AMINA MENNI: “La confiance, c’est tout.”

 

Amina Menni, entretien 8 septembre 2025

Qui est Amina Menni, au-delà de son CV ?
Amina Menni est une femme qui a parcouru de nombreux univers — la science, l’entreprise, la santé, l’entrepreneuriat — et qui a appris, parfois avec difficulté, que le véritable leadership commence par soi-même. Au-delà du CV, je suis une personne profondément engagée dans l’humain, dans la transformation positive des environnements de travail, et dans le désir de réconcilier performance et bien-être. J’ai vécu un burn-out qui m’a obligée à tout remettre en question. À partir de là, j’ai choisi de reconstruire ma trajectoire professionnelle avec du sens, en mettant au service des autres ce dont j’avais moi-même eu besoin : conscience, écoute et courage de changer.

Comment ton profil multiculturel a-t-il influencé ta manière d’accompagner les leaders ?
Mon profil multiculturel m’a appris qu’il n’existe pas une seule manière de diriger, ni une seule définition du succès. Avoir vécu et travaillé dans plusieurs pays (France, Royaume-Uni, Espagne) m’a permis de comprendre l’importance du contexte, de la culture, des valeurs partagées. Accompagner des leaders signifie aujourd’hui, pour moi, savoir lire entre les lignes, capter ce qui n’est pas dit, et respecter la diversité des parcours. Dans un environnement global, le leadership a besoin de sensibilité interculturelle, et cela se cultive autant dans l’expérience que dans l’écoute.

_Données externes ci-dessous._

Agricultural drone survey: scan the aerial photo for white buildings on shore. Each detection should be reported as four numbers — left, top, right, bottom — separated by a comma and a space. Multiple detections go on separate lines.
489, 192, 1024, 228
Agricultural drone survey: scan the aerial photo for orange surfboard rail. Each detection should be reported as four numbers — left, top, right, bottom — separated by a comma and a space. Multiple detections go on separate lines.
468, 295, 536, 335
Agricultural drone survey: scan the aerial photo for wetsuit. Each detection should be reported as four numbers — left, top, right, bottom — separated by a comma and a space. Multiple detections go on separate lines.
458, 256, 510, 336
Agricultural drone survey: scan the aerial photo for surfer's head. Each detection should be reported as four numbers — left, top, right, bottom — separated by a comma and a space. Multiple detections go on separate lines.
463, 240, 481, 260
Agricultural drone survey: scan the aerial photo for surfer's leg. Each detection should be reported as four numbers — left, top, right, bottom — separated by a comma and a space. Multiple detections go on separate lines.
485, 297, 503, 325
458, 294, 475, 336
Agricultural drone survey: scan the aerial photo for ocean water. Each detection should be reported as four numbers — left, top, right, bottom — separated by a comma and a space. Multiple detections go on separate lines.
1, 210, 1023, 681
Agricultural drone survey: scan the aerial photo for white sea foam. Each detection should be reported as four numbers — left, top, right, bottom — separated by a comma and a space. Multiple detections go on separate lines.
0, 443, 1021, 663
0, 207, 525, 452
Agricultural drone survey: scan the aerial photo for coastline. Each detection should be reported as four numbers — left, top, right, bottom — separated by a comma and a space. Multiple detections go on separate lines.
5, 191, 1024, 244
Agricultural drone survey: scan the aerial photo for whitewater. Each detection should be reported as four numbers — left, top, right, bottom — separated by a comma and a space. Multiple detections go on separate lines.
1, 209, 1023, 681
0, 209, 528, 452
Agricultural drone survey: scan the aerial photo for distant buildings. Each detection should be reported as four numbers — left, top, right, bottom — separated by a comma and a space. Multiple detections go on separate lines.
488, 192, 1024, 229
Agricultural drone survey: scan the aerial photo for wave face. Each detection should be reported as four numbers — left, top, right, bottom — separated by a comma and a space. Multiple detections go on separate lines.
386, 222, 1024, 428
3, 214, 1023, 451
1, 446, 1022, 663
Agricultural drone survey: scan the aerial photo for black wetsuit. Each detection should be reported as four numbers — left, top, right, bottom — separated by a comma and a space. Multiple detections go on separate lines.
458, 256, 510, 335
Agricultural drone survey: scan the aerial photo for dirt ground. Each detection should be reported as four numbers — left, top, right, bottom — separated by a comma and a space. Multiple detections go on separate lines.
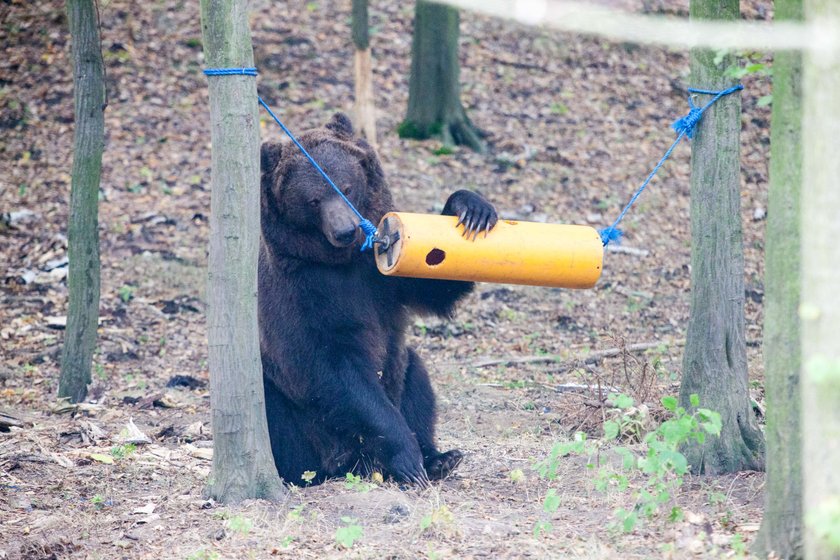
1, 0, 773, 558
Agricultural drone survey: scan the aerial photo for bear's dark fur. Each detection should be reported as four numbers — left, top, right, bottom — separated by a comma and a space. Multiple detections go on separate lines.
259, 113, 496, 485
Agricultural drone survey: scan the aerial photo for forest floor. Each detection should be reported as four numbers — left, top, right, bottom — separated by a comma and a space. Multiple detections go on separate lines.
1, 0, 774, 558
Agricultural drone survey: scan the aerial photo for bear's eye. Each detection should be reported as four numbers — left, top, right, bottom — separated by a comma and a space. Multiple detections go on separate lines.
344, 187, 352, 196
309, 199, 320, 208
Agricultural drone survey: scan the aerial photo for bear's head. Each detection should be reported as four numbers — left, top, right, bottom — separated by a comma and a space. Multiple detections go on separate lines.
260, 113, 394, 263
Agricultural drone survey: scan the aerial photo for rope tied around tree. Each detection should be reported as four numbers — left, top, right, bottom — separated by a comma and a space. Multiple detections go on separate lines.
599, 84, 744, 246
203, 67, 379, 251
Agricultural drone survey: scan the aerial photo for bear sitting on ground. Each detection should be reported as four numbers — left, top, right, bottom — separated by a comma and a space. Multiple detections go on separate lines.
259, 113, 497, 485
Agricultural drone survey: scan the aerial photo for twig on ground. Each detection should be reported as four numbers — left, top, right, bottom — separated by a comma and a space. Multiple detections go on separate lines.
472, 339, 685, 369
605, 244, 650, 257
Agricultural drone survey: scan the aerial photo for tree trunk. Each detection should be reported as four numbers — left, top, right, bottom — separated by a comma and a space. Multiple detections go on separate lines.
352, 0, 377, 146
753, 1, 803, 557
679, 0, 765, 474
400, 0, 484, 152
59, 0, 105, 404
801, 1, 840, 557
200, 0, 285, 504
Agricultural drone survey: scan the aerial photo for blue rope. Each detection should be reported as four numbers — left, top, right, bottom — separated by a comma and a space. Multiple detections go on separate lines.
203, 67, 378, 251
600, 84, 744, 246
203, 67, 258, 76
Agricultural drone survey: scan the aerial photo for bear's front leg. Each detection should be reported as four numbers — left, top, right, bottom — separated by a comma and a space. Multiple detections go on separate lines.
314, 355, 429, 485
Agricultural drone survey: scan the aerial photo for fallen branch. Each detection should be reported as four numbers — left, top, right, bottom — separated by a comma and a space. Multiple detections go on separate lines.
0, 410, 25, 431
472, 339, 685, 369
606, 245, 650, 257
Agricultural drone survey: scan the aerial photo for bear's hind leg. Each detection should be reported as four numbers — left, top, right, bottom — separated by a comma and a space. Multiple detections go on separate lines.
401, 349, 463, 480
263, 376, 324, 485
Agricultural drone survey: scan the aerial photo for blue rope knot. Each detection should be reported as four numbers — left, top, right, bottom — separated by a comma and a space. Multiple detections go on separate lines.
672, 107, 703, 139
599, 83, 744, 247
204, 66, 380, 252
358, 219, 378, 252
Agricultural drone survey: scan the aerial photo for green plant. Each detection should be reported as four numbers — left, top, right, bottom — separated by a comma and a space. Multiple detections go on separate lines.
300, 471, 317, 485
226, 515, 253, 535
550, 102, 569, 115
731, 533, 747, 557
535, 394, 722, 533
432, 145, 455, 156
608, 394, 721, 531
279, 535, 294, 547
118, 284, 136, 303
534, 431, 594, 481
419, 505, 455, 533
344, 472, 376, 492
287, 504, 305, 522
110, 443, 136, 460
335, 517, 363, 548
603, 393, 648, 442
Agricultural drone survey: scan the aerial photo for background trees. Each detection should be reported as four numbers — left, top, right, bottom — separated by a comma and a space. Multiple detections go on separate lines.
678, 0, 765, 474
801, 0, 840, 556
199, 0, 284, 503
352, 0, 377, 145
59, 0, 105, 403
399, 1, 483, 152
754, 0, 804, 557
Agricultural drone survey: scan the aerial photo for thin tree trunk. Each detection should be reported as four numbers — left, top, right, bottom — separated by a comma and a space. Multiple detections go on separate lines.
753, 1, 803, 557
679, 0, 765, 474
352, 0, 377, 146
200, 0, 285, 504
801, 0, 840, 557
400, 0, 484, 152
59, 0, 105, 404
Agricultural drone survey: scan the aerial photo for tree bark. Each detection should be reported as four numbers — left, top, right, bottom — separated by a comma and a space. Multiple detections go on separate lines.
200, 0, 285, 504
753, 1, 803, 557
59, 0, 105, 404
801, 1, 840, 557
400, 0, 484, 152
352, 0, 377, 146
679, 0, 765, 474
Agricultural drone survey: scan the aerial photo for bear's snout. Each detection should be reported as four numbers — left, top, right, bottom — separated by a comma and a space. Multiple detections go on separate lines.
321, 197, 361, 248
333, 225, 357, 246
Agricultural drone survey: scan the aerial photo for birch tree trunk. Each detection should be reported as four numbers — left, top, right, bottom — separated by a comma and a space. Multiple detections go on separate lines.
200, 0, 285, 503
352, 0, 377, 146
400, 0, 484, 152
801, 0, 840, 557
679, 0, 765, 474
59, 0, 104, 404
753, 1, 803, 556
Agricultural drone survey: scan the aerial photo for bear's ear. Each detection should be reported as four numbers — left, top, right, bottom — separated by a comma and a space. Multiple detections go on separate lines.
357, 137, 394, 217
325, 112, 355, 138
260, 142, 283, 175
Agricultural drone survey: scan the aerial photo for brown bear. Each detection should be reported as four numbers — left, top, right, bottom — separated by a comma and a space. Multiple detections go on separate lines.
259, 113, 496, 485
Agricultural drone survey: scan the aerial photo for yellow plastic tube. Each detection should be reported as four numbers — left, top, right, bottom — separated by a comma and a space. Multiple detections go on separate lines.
374, 212, 603, 289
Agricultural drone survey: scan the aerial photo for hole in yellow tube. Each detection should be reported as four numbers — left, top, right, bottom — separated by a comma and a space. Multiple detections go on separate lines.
425, 248, 446, 266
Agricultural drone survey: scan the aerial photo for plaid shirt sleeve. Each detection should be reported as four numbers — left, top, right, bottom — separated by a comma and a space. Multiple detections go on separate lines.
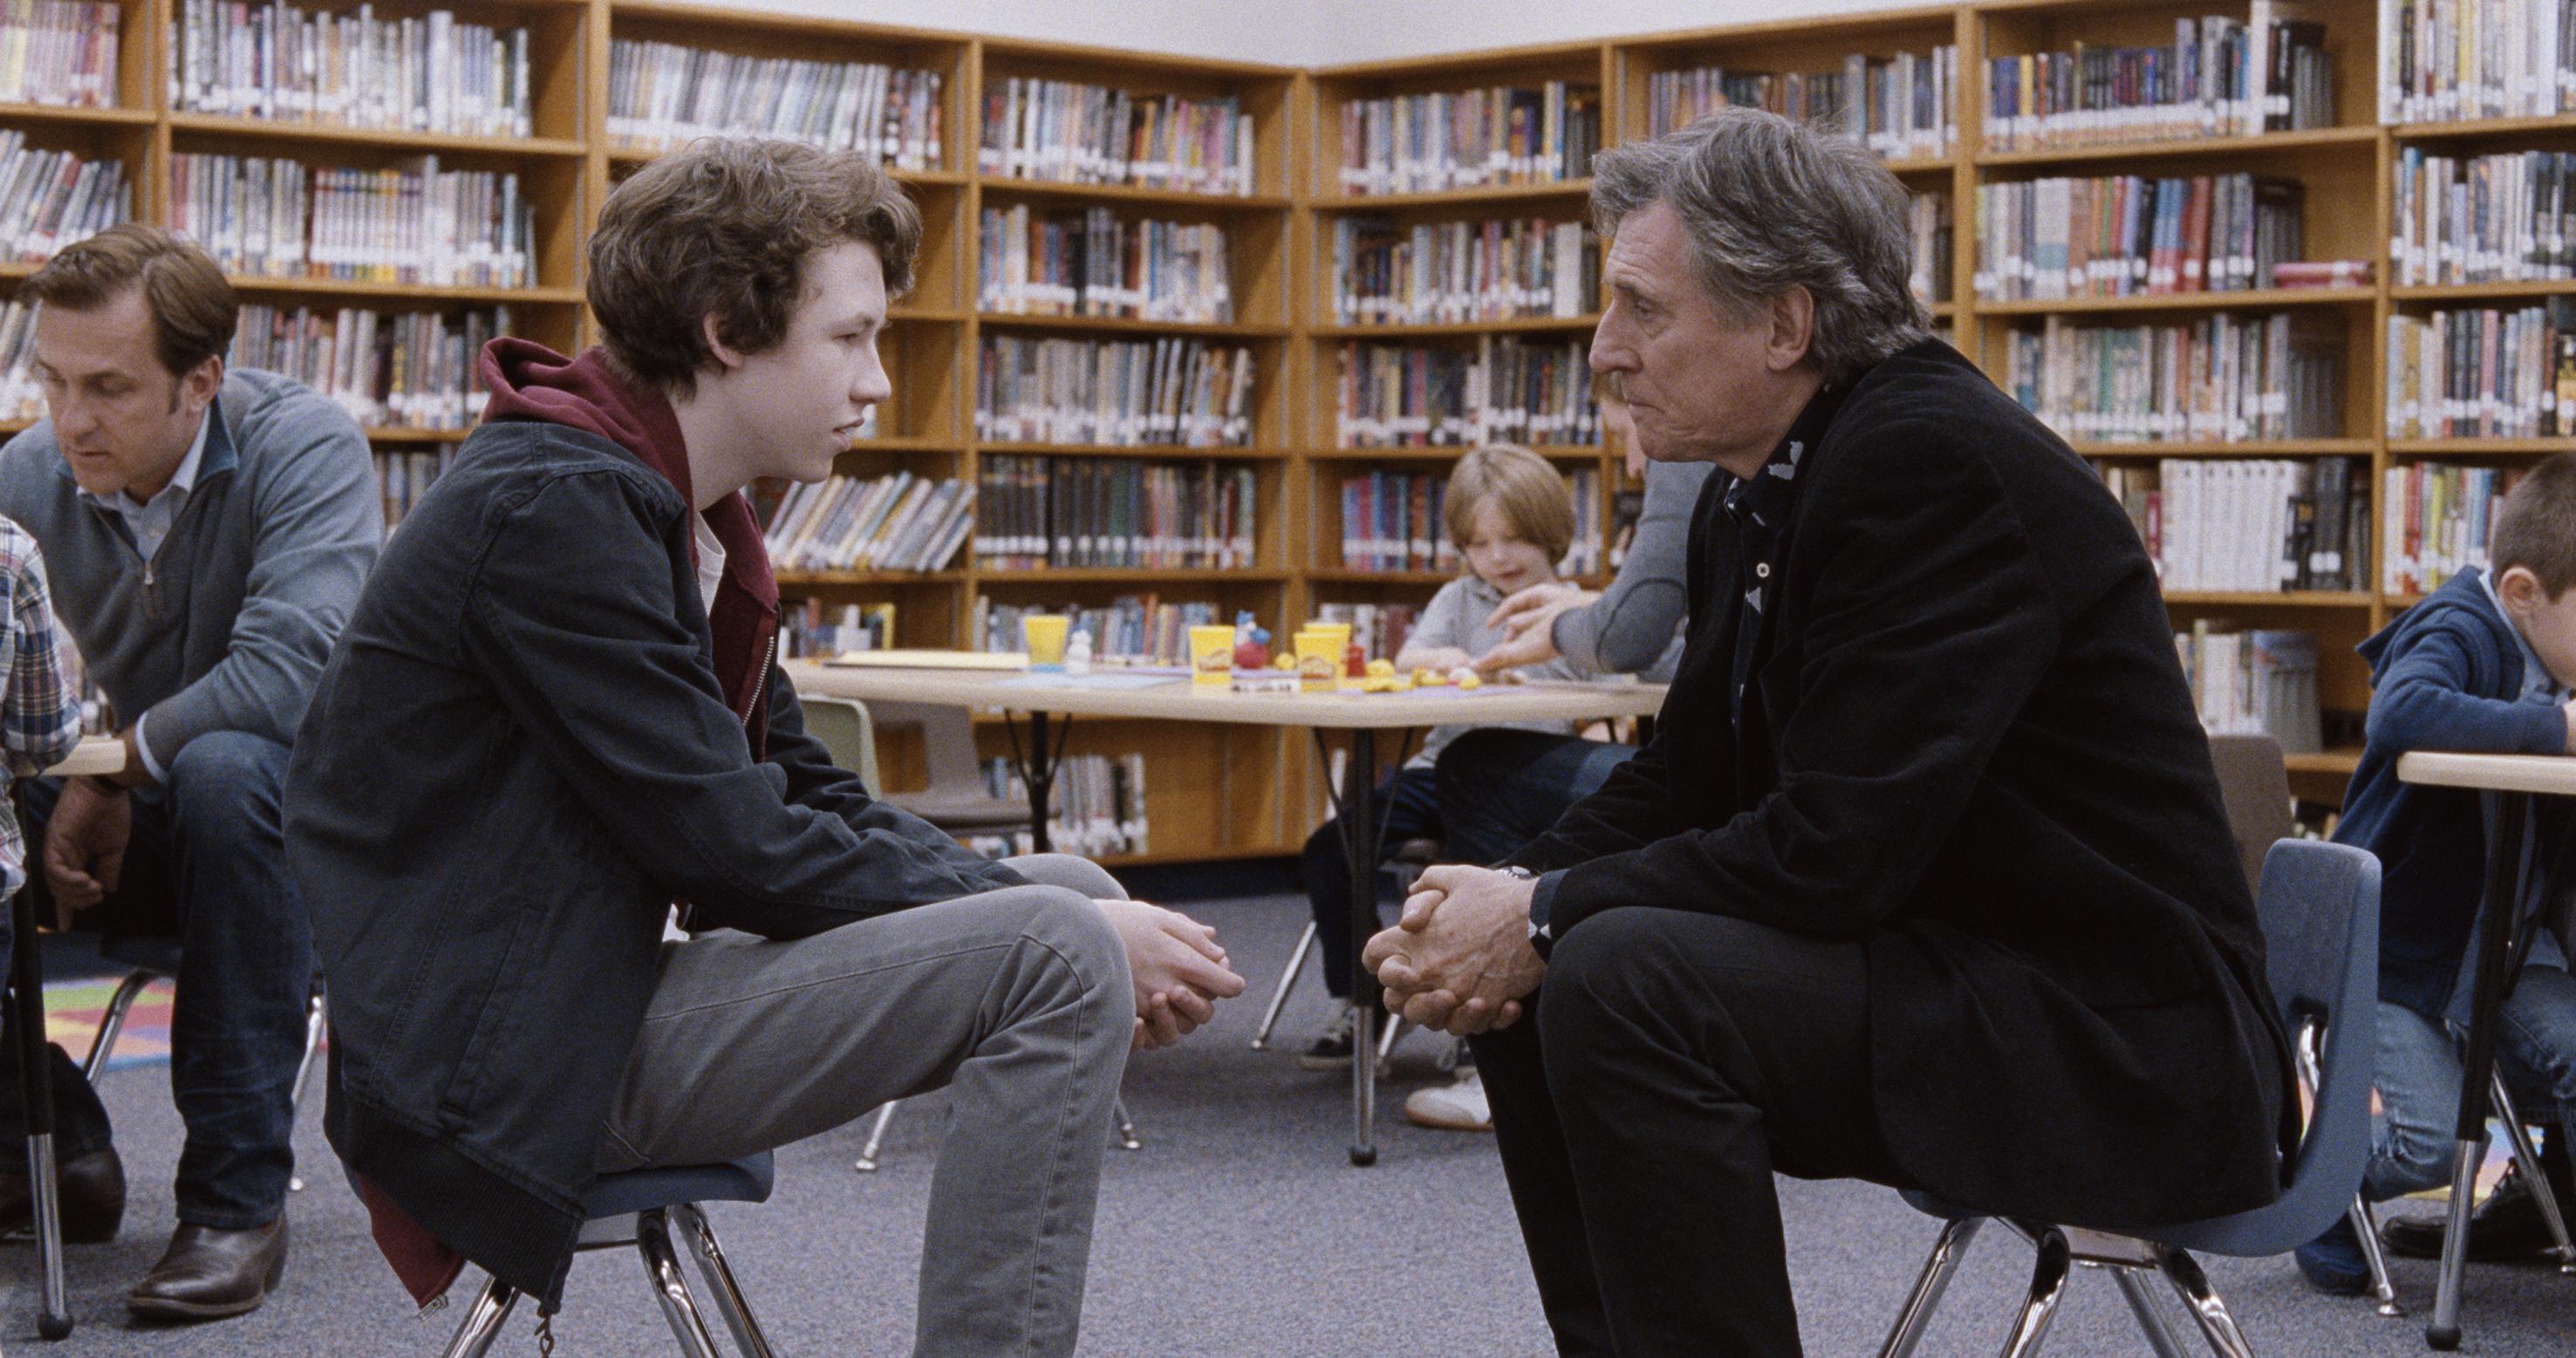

Comment est né le projet Management & Health ?
Management & Health est né d’un vide que j’ai moi-même vécu : celui de travailler dans des contextes à haute exigence intellectuelle, sans outils émotionnels, sans espaces de dialogue, et sans réelle prévention des risques psychosociaux. Après avoir dirigé l’ouverture d’une filiale en biotechnologie et traversé un burn-out, j’ai compris qu’on ne peut pas soutenir un leadership sain si l’on ignore la dimension humaine. Management & Health est ma réponse professionnelle à cette prise de conscience : un pont entre la performance de l’entreprise et la santé psychologique de ceux qui la rendent possible.

Qu’est-ce qu’une “organisation saine” pour toi ?
Une organisation saine est celle qui prend soin de ses collaborateurs avec la même attention qu’elle porte à ses objectifs. C’est un environnement où l’on peut parler de ses émotions sans être jugé, où le conflit n’est pas caché mais géré, où la santé mentale n’est pas un tabou, et où le leadership ne se mesure pas seulement aux résultats, mais aussi à la capacité de créer confiance, sens et appartenance. C’est une organisation qui ne sacrifie pas les personnes au nom du succès, mais qui grandit avec elles.

Quelles sont les conditions pour qu’un changement en entreprise soit vraiment durable ?
Pour qu’un changement soit durable, il doit être désiré, compris et incarné. Il ne suffit pas d’appliquer une stratégie d’en haut : il faut impliquer, écouter, ajuster. Il est également essentiel de respecter le rythme du changement, de tenir compte des processus humains et d’accompagner les équipes avec du sens. Un changement imposé suscite la résistance. Un changement dialogué se construit. Et surtout, aucun changement ne sera durable si l’on ne soutient pas d’abord le bien-être de ceux qui doivent le mettre en œuvre.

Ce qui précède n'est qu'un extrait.